HeisseLuft 07.03.2016
Hat irgendjemand mal daran gedacht, wie diese Feuerpause eigentlich auf Dauer wirksam überwacht werden kann?
2. Wunder
Ossifriese 07.03.2016
Es wird langsam Zeit, dass die Opposition zu Assad ihre Vorstellungen eines Nachkriegssyrien konkretisiert. Das ewige "Assad muss weg" reicht nicht, und Negativ-Kriterien wie "kein Föderalstaat" sind auch nicht hilfreich, wenn es um eine moderne Verfassung geht. Sollte es allerdings zu einer Nennung aller Forderungen dieser Kräfte - so sie sich überhaupt einig werden können - für die Neuausrichtung der syrischen Innenpolitik kommen, werden wir uns wohl alle noch wundern, wie wenig Demokratie übrig bleibt.
3. Im Einklang mit den Vereinbarungen zur Feuerpause
enzio 07.03.2016
Erstens muss daran erinnert werden, dass auf der Basis einer Vereinbarung zwischen Russland und den USA die Feuerpause nicht gelten soll für die Bekämpfung des IS sowie der AL-Nusra Front und ihrer militärischen Verbündeten. Der Artikel gibt wider, dass es sich um islamistische Gruppierungen handelt - im Raum Aleppo sind das Verbündete der AL-Nusra Front. Deshalb ist zweitens dieser anklagende Ton in dem Bericht völlig fehl am Platz. Die Bodentruppen des Assad-Regimes machen also nur ihren Job. Drittens kommt die Forderung syrischer Rebellengruppen nach einem Rückzug von Assad mittlerweile langweilig daher. Die sollten sich mal etwas Neues einfallen lassen.

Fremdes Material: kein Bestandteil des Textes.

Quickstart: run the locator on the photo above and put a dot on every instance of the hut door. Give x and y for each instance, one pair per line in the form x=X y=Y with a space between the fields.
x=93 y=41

Über die Zukunft des Regimes sollen alle Syrer nach dem Sieg über den IS und die AL-Nusra Front abstimmen.
4. Der beste Plan
g.raymond 07.03.2016
Der Koordinator des Hohen Verhandlungskomitees (HNC), Riad Hidschab, ehemaliger sunnitischer Präsident Syriens, den Katar mit 5 Millionen Dollar zum Überlaufen brachte, ist, genauso wie der saudische Aussenminister Adel Dschubeir, immer noch zum gewaltsamen Sturz Assads bereit, es sei denn er tritt ab oder wird von den USA und Russland zum Rücktritt gezwungen, - obwohl unklar ist, wie das funktionieren soll. Bin gespannt, ob Assads Plan, Wahlen abzuhalten, von diesen Hardlinern akzeptiert wird, - und von den Grossmächten…. Wenn diese Wahlen unter internationaler Beobachtung abgehalten würden, dann wäre dies in der Tat die beste Lösung für Syrien.
5.
holzi 07.03.2016
Ernsthafte Absichten auf wirkliche Friedensverhandlungen kann ich auf Seite der Rebellen nicht erkennen. Die Position der Stärke aus der sich ihre Forderungen ableiten lassen haben sie längst verloren. Man sollte meinen, dass jemand der wie die 'Rebellen' an allen Fronten verliert bei einem Verhandlungsangebot zugreift, um noch das maximale raus zu holen. Aber die 'Rebellen' scheinen inzwischen so sehr von Jihadisten und AlQaida (Nusra Front) dominiert zu sein, dass ein warer Friedenswille nicht mehr vorhanden ist. Ein Neubeginn würde sicher (mit oder ohne Assad) in einen sekularen demokratischen Staat münden. Das ist aber weder im Interesse von AlQuaida (Nusra Front) noch Ahar al-sham (Zusammenschluss vieler radikal islamistischer Gruppierungen), die einen islamistischen Gottesstaat errichten wollen. Ein miteinander im selben Staat oder eine gemeinsame Regierung sind hier schwer vorstellbar. Daher werden die Friedensverhandlungen sicher unter gegenseitigen Vorwürfen im Sande verlaufen. Assad und Russland wirds freuen. Sie können sagen alles getan zu haben, um sich friedlich zu einigen und die Radikalislamisten weiter vor sich hertreiben.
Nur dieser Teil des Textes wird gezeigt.